Hacker News new | ask | show | jobs
by glitcher 2853 days ago
May or may not be helpful, but the way I learned it:

numerator = beats per measure

denominator = which note "gets the beat"

3/4 time has 3 beats per measure, where quarter (1/4) notes get the beat.

6/8 time has 6 beats per measure, where eighth notes get the beat.

etc...

3 comments

Not quite. It is correct to say that the numerator is the count and the denominator is what is counted. So 3/4 is 3 quarter notes, and 6/8 is 6 eighth notes. However which notes get the beat is a bit more fuzzy. 6/8 is usually but not always two beats per measure, with three eighths per beat (counted 1-tee-ta 2-tee-ta)

That gets to the concept of simple and compound meter. In simple meter the the beat gets divided in two and in compound the beat gets divided in three. (Complex is a mix, like 7/8 may be divided 1-and 2-and 3-tee-ta).

Ultimately, the beat can be more interpretive. The 2nd movement of Beethoven’s 9th symphony is in (mostly) 3/4 but it is so fast, no conductor beats it in three, they beat in in one.

"... two beats per measure, with three eighths per beat (counted 1-tee-ta 2-tee-ta)"

I've never heard this. I've only ever heard it as "1 2 3 4 5 6"

or 1 and a 2 and a..
Additionally, when you are listening to music the denominator has no meaning. You can hear how many beats to the bar (the numerator) but the way that it is notated (quarter note gets the beat or eighth note) is just a matter of how it is written.
The denominator is not as important as the numerator. (The Wikipedia page on time signatures makes that clear)

One thing about 6/8 that is not literally communicated by the notation is the rhythm: the first and fourth beats of the bar are stressed. But not equally, because that would be indistinguishable from 3/8.

The denominator is not important at all, though there seems to be a convention of keeping the rhythm fraction around 1, so 6/8 instead of 6/4, but say, 5/4 instead of 5/8.

And 6/8 says nothing about the beat structure within the 6 beats. You're stating the most common occurrence, but that's not the definition of 6/8.

You're not the only one in the comments on this article who has asserted that some pieces in 6/8 have a different pattern of stresses. So I'm totally prepared to hear about it, even if basic music theory doesn't cover those cases.

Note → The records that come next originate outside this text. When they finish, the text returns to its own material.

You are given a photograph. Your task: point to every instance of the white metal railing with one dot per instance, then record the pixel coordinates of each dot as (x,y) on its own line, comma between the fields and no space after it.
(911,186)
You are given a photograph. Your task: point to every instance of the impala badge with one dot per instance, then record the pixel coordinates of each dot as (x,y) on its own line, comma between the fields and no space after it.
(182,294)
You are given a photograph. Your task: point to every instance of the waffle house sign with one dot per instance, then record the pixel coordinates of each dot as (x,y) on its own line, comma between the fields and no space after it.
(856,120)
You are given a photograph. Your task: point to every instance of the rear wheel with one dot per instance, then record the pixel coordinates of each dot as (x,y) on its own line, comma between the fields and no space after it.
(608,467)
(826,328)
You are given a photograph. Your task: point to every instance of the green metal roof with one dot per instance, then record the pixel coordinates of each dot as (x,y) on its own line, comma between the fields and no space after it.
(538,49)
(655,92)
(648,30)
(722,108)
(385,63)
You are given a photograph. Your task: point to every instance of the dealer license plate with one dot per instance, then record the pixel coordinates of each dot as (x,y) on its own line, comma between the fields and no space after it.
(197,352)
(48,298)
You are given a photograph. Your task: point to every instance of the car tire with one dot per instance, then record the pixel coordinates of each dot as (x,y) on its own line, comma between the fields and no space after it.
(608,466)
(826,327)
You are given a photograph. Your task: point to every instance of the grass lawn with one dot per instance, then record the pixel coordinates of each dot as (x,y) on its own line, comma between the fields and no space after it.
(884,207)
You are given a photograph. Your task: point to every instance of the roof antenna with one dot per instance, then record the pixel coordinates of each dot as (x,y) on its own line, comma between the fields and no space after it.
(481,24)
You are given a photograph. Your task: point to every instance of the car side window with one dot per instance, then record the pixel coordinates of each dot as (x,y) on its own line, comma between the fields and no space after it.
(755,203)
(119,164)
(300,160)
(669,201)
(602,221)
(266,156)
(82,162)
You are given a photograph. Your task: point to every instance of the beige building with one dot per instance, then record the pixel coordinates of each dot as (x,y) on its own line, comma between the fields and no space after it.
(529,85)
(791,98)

The point stands that time signatures are not rational numbers (as you acknowledge, the unit of the denumerator can be scaled) so 3/4 and 6/8 aren't part of some equivalence class. They have different meanings which are only sustained by the presence of a cyclical pattern of stressed notes. So if there's some music theory you can link to which elaborates on all the possible different rhythmic patterns of 6/8 vs 3/4, that would provide examples of the distinction we both agree exists.